There is no one single formula for the treatment of cancer. Localized cancer of the prostate gland may be CURED by Radical RetroPubic Prostatectomy (RRPP), with an incision done in the lower abdomen, about 4 inches above the front base of the penis. However, if there is extensive local spread, if the patient is too old or in poor health, or if there is already metastasis (distant spread of the cancer, usually to the bones), RRPP is not the preferred modality. In these cases, hormone control therapy, irradiation (IMRT, the latest X-Ray treatment), or bilateral orchiectomy (removal of both testicles) may provide palliation (improvement but not a cure). Radiation for control of pains due to spread of the cancer to the bones may provide relief. Chemotherapy after failure of hormone treatment has been found to be ineffective.

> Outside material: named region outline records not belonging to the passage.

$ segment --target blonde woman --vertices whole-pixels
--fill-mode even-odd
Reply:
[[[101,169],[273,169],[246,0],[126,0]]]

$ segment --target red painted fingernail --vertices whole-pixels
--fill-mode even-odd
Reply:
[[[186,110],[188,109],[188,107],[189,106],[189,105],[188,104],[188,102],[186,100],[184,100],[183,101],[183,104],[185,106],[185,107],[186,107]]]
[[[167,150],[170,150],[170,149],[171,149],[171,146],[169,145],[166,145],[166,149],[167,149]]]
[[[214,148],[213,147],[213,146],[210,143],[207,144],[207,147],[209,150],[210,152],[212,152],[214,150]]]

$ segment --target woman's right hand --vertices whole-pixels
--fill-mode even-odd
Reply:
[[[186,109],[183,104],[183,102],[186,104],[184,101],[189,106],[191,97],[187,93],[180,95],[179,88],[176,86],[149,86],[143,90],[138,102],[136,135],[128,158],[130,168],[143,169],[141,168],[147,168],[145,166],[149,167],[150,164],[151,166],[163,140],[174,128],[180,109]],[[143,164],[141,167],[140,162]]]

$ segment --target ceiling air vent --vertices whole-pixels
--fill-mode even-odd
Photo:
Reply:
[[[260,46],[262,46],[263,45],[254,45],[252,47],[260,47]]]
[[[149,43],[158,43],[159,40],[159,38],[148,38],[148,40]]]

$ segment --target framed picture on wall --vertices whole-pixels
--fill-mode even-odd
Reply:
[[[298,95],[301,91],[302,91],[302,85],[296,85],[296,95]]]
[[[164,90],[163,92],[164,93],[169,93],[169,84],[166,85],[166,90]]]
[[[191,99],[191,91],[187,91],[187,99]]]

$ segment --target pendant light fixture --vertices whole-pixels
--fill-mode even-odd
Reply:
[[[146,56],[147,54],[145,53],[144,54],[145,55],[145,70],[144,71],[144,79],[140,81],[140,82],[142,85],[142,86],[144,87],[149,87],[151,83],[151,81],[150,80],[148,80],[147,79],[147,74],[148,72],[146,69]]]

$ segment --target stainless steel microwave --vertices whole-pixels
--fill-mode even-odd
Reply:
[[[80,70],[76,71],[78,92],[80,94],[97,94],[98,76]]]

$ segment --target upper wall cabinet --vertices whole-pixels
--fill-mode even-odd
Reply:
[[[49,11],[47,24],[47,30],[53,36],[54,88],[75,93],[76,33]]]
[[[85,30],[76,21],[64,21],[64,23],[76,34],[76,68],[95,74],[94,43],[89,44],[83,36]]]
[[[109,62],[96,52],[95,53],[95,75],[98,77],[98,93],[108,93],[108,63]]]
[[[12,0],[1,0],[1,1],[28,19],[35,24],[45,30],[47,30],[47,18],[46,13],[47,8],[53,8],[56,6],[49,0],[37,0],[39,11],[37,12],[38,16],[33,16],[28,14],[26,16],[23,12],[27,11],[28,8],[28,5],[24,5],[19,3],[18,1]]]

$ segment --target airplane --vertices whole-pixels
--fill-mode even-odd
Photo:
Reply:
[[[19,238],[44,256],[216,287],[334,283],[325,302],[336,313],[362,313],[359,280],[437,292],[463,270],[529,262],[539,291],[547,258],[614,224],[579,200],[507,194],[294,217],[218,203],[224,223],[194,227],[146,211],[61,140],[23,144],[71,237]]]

What is the prognosis of these patients?
The 10-year cure rates among patients with localized (with no spread) cancer of the prostate treated by radical prostatecomy or radiation therapy is about 65%. In other words, ten years after the treatment, 65 out of a hundred are still alive and well. Those patients who are not candidates for the radical prostate surgery or for irradiation may respond for several years to adequate hormonal control and/or orchiectomy. The prognosis among those with metastases is obviously worse but treatment may provide a long-term palliation.
Prostate Cancer in the Philippines
Prostate cancer is now one of the leading causes of death among Filipino males. Statistics show that about 25% of men afflicted with prostate cancer die of the disease. Patients who survive the cancer still require treatment to ease symptoms such as pain, bleeding, and urinary obstruction.
The American Cancer Society and the American Urological Association recommend that the men over forty (40) years or older undergo periodic testing for the early detection of prostate cancer. Early detection will prevent future disease progression. Also, treatment in the early stages of cancer is less than when done in its advanced stages.